Take a deck of cards. 26 are red and 26 are black. You draw cards randomly without replacement: if the card is red you gain a dollar, if black you lose a dollar. What's the expected value?

My thought process was to look at simple cases and build to a 52 card deck. We know if $r=0$ expected payout is 0, and if $b=0$ expected payout is $r$. Otherwise the following rule should govern the expected payout $E(r,b)$ of the process:

$$E(r,b) = \frac{r}{r+b}(1 + E(r-1,b) ) + \frac{b}{r+b}(-1 + E(r,b-1) )$$

Obviously we draw another card when $E(r,b)>0$, else we stop. My question is how to program this? I've tried the following but am stumped as to what's next. Can you help?

def cards(r, b):
    def expVal(r, b):
        if r == 0:
            return 0
        elif b == 0:
            return r
        else:
            return r/(r + b) * (1 + expVal(r-1, b)) + b/(r + b) * (-1 + expVal(r, b-1))
    expVal(r, b)
if __name__ == "__main__":
    r = 26
    b = 26
    cards(r, b)

 

[FactChecker]

In your problem statement, are you allowed to stop when there are no more red cards left? Are you allowed to keep going when there are no more black cards left? You have not defined the end-game rules.
1) Make sure that your logic in lines 3-6 match the end-game rules.
2) You need to print the result.

 

[Borg]

Take a deck of cards. 26 are red and 26 are black. You draw cards randomly without replacement: if the card is red you gain a dollar, if black you lose a dollar. What's the expected value?

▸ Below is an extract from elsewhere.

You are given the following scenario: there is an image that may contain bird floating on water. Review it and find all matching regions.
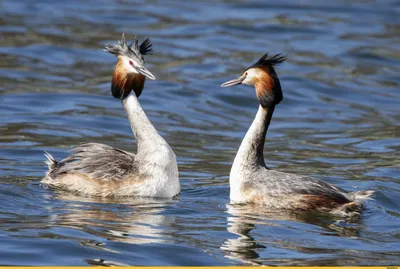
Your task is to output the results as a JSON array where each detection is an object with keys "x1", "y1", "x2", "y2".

If these are the only rules, you would always win if you quit while ahead or at worse, have a draw. I like those odds. It would make an interesting machine learning problem to determine the optimal stopping point when you're ahead.

 

[willem2]

If these are the only rules, you would always win if you quit while ahead or at worse, have a draw. I like those odds. It would make an interesting machine learning problem to determine the optimal stopping point when you're ahead.

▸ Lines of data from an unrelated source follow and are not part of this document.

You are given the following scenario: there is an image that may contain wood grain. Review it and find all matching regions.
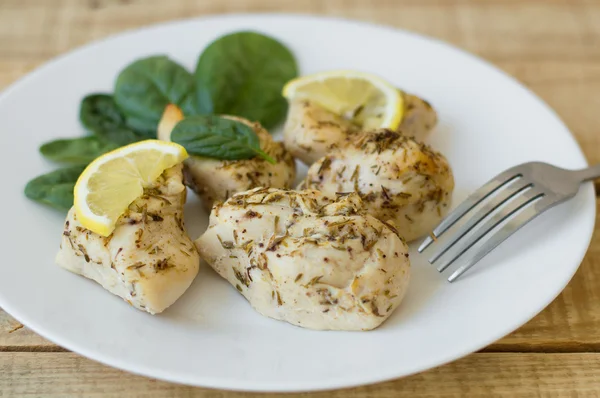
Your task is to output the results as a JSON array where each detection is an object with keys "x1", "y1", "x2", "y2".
[
  {"x1": 0, "y1": 0, "x2": 600, "y2": 398},
  {"x1": 0, "y1": 353, "x2": 600, "y2": 398}
]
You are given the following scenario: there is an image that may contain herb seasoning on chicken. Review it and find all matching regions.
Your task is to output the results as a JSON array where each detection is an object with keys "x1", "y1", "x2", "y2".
[
  {"x1": 56, "y1": 165, "x2": 200, "y2": 314},
  {"x1": 284, "y1": 93, "x2": 437, "y2": 165},
  {"x1": 303, "y1": 129, "x2": 454, "y2": 241},
  {"x1": 158, "y1": 105, "x2": 296, "y2": 209},
  {"x1": 196, "y1": 188, "x2": 410, "y2": 330}
]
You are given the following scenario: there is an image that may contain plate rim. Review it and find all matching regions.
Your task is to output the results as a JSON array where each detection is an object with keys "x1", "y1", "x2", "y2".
[{"x1": 0, "y1": 12, "x2": 597, "y2": 392}]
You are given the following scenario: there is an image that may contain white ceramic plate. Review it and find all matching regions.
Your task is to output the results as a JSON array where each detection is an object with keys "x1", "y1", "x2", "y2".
[{"x1": 0, "y1": 15, "x2": 595, "y2": 391}]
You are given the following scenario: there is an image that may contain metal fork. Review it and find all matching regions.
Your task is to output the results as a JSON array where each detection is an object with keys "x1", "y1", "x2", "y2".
[{"x1": 418, "y1": 162, "x2": 600, "y2": 282}]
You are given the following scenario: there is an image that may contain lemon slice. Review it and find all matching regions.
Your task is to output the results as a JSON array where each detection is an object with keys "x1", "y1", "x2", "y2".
[
  {"x1": 74, "y1": 140, "x2": 188, "y2": 236},
  {"x1": 283, "y1": 70, "x2": 404, "y2": 130}
]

You don't need anything that complicated. You can just change the program to let retval return 0, if it would ever return a negative number.
The other problem with the program is that it is too slow, because it calls expval many times with the same arguments. You'll need memoization.
if you put

rom functools import cache
@cache

before the definition of expval (and drop the redundant cards(b,r) definition) this will compute instantaneously, instead of never.

 

[FactChecker]

The other problem with the program is that it is too slow, because it calls expval many times with the same arguments.

Does it? It seems that every call will have one fewer red or one fewer black -- never repeating the same two arguments.

 

[PeroK]

One principle is that as more cards are drawn the winnings that you will settle for must reduce. The first strategy to test is the quit as soon as you are 1 card ahead. You could calculate how much that wins.

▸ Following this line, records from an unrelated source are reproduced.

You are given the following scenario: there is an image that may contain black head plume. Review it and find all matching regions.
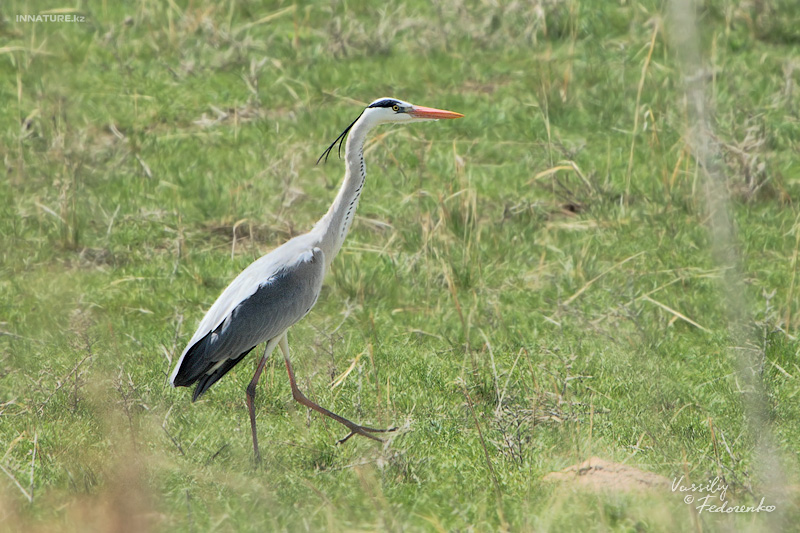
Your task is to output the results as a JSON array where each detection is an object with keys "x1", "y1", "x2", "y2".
[{"x1": 317, "y1": 111, "x2": 364, "y2": 165}]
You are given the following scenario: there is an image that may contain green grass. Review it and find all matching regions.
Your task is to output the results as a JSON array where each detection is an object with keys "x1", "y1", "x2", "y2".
[{"x1": 0, "y1": 0, "x2": 800, "y2": 531}]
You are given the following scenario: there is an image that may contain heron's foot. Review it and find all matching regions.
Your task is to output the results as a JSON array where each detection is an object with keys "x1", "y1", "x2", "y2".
[{"x1": 337, "y1": 424, "x2": 398, "y2": 444}]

The next strategy is to quit when you are two cards ahead until some point and then quit when you are one card ahead after that point. You have one variable here. If you optimise that then does that fix the point at which you drop to one card?

Then, you quit three cards ahead, then two then one. That means two variable points. But, we already have the optimum point for the switch from 2 to 1. Now we calculate the optimum point for the switch from 3 to 2.

We continue until the optimum point is as early as possible.

My guess is that we would quit at 3 cards ahead after 3 cards, then 2 cards ahead at some point and 1 card ahead at some final point. I doubt it would be worth gambling if you 3 cards ahead, possibly 4 at the very maximum and perhaps a maximum of 2 would be optimal.

 

[Borg]

That's why I thought it would be an interesting ML program. It would also take into account how many cards of each type are remaining when it decides whether to quit.

 

[FactChecker]

As soon as you are ahead, without replacement, the odds turn against you, and if you continue to draw all the cards, then you will only break even. The converse is that if you are behind, then the odds turn in your favor and you know that you can always break even by continuing to draw all the cards.
So I think that the optimum strategy is to continue until you are ahead and then stop immediately (or until there are no more cards)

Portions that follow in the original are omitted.